The city issued permits March 11 for The Haskell Co. to build the Boeing Global Services aircraft hangar and central utility plant building at Cecil Airport a combined cost of $109 million.
Boeing is developing an aircraft maintenance, repair and overhaul facility at the West Jacksonville airport owned by the Jacksonville Aviation Authority.
The 365,623-square-foot hangar has a construction cost of $101.9 million and the utility plant is $7.08 million.
Jacksonville-based Haskell is the contractor and Pond & Co. is the architect.
The projects are at 5868 Approach Road.
The city issued a site-clearing and civil site-work permit Jan. 21 for about 115 acres at a construction cost of $18.7 million.
A pending permit for underground utility work for JAA at the site is $12 million.
The approved and pending permits total a project cost of $139.7 million.
Boeing Global Services CEO Ted Colbert said at a groundbreaking ceremony Oct. 27 that when the eight-hangar complex opens in 2023, it will be the aviation industry’s “first digitally enabled” maintenance repair and overhaul site.

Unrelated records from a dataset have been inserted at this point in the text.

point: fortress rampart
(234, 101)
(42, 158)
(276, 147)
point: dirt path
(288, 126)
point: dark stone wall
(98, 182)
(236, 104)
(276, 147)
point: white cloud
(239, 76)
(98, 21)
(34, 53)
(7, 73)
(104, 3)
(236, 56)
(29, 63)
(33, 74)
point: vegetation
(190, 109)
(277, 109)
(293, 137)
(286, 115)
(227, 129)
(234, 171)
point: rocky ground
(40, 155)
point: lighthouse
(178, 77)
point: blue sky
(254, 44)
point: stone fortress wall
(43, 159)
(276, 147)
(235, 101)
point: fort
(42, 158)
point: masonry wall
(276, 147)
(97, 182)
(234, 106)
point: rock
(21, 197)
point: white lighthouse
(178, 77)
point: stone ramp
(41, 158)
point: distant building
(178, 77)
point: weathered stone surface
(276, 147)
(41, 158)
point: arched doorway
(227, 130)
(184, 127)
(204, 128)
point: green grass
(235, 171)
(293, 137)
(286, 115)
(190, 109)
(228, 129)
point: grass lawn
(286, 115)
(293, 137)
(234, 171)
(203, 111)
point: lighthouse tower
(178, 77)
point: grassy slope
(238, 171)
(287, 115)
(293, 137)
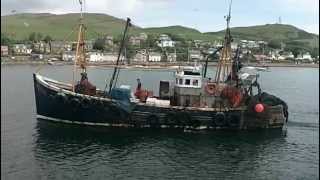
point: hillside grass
(60, 26)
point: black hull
(59, 105)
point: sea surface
(32, 149)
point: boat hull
(60, 105)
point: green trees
(275, 44)
(99, 44)
(6, 40)
(35, 37)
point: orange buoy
(259, 108)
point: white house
(195, 55)
(21, 49)
(172, 57)
(141, 56)
(305, 56)
(154, 57)
(103, 57)
(165, 41)
(234, 45)
(137, 40)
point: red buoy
(259, 108)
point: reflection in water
(169, 153)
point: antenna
(229, 15)
(280, 20)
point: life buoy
(210, 89)
(220, 119)
(234, 120)
(85, 102)
(60, 97)
(75, 103)
(233, 94)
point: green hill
(59, 26)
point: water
(32, 149)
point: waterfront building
(69, 56)
(154, 57)
(165, 41)
(58, 47)
(103, 57)
(4, 51)
(21, 49)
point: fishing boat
(232, 99)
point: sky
(203, 15)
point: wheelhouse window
(187, 82)
(195, 82)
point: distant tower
(279, 21)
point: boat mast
(80, 58)
(225, 61)
(116, 68)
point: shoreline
(153, 65)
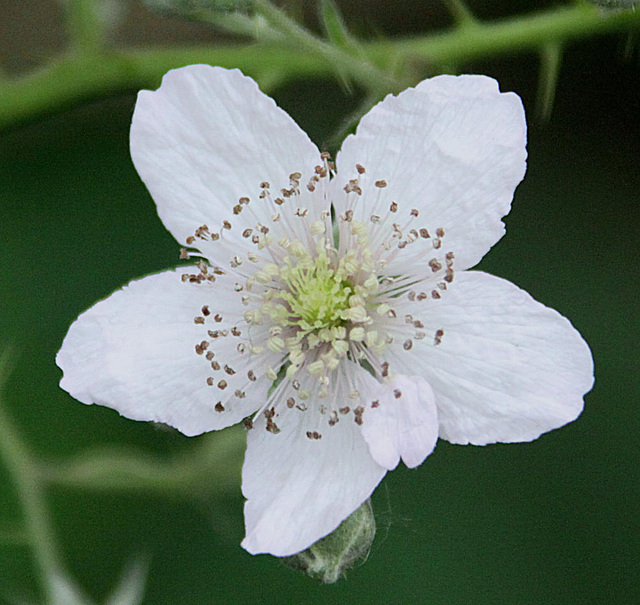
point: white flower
(332, 307)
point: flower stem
(73, 78)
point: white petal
(403, 422)
(507, 368)
(452, 148)
(207, 137)
(134, 352)
(299, 489)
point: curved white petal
(207, 137)
(507, 368)
(135, 352)
(453, 148)
(400, 421)
(299, 489)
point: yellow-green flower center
(318, 295)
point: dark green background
(553, 521)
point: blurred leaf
(130, 589)
(334, 24)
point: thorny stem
(76, 77)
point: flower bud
(330, 557)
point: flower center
(317, 294)
(326, 295)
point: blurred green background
(553, 521)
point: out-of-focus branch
(73, 78)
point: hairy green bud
(329, 559)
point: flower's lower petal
(207, 137)
(134, 352)
(400, 421)
(299, 489)
(452, 148)
(505, 368)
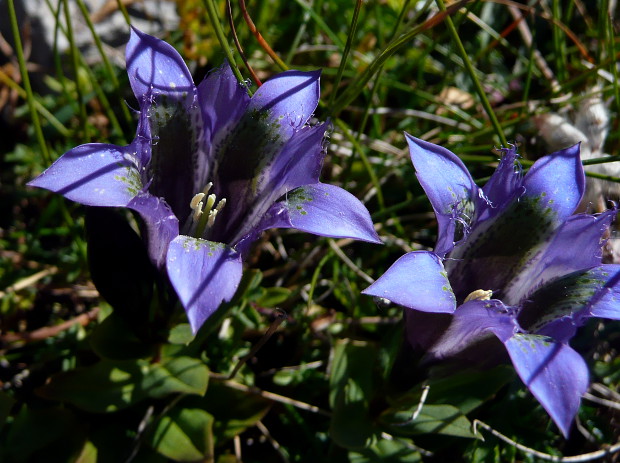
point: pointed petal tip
(204, 275)
(417, 281)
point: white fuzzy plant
(590, 127)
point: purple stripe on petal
(503, 186)
(575, 245)
(324, 210)
(156, 68)
(557, 181)
(95, 174)
(204, 274)
(417, 281)
(449, 187)
(473, 322)
(223, 100)
(554, 373)
(289, 98)
(161, 224)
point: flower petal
(575, 245)
(417, 281)
(559, 307)
(503, 186)
(299, 163)
(449, 187)
(556, 182)
(155, 67)
(95, 174)
(223, 100)
(553, 372)
(473, 322)
(204, 274)
(162, 226)
(324, 210)
(289, 99)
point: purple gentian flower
(209, 169)
(512, 263)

Colbert told federal, state and city officials that the project will allow Boeing to understand the maintenance and repair needs of U.S. military aircraft before they land at Cecil.
“We don’t have to wait for the aircraft to arrive so that we can strip it down and do the analysis,” he said.
“We can get straight to the work using data insights to get the aircraft back performing for critical missions around the world.”
The project is a partnership of Boeing, JAA and the city.
Boeing reached a 25-year lease agreement with JAA on Dec. 17, 2020, to expand the aerospace company’s 400,000-square-foot operation at Cecil.
JAA CEO Mark VanLoh said before the event that the aviation authority purchased the steel for the project during the pandemic to control materials costs.
JAA will pay for the project through debt financing.
The facility comprises about 270,000 square feet of hangar space and more than 100,000 square feet of office and support shop space on 57 acres, according to JAA.
VanLoh said Boeing’s MRO facility at Cecil will lead the aerospace industry in resource, skill and technology optimization.
According to the city Office of Economic Development, Boeing will create 334 jobs for the facility at an average annual salary of $65,000.
The new jobs will be in place by Dec. 31, 2026, at a $21.7 million payroll excluding benefits.
The city is giving Boeing a $425,000 grant to assist with the estimated $3 million in infrastructure expenditures for the project over three years.
At the groundbreaking, Mayor Lenny Curry said the grant will help pay for stormwater drainage areas, fencing and extending sewer, electrical and water lines.
Boeing has operated its existing MRO facilities at Cecil Airport since 1999. According to a news release, the company has modified and upgraded 1,030 aircraft for the U.S. Navy and Marine Corps including the F/A-18 A-D Hornet; F/A-18 E/F Super Hornet; and EA-18G Growler.
The company also uses Cecil to convert F/A-18 Super Hornets into flight demonstration aircraft for the Blue Angels squadron and modified retired F-16s into autonomous aerial targets for the Air Force.
Boeing’s Flight Control Repair Center provides structural repairs to F/A-18 A-F; EA-18G and the Navy’s P-8 aircraft.
Colbert said Boeing and its military customers are finalizing what equipment will be maintained at the new MRO facility.
Boeing has been expanding its Jacksonville workforce. The aerospace company opened the 23,000-square-foot Boeing Jacksonville Training Systems Center of Excellence at 6225 Lake Gray Blvd that Colbert said will employ 100 people.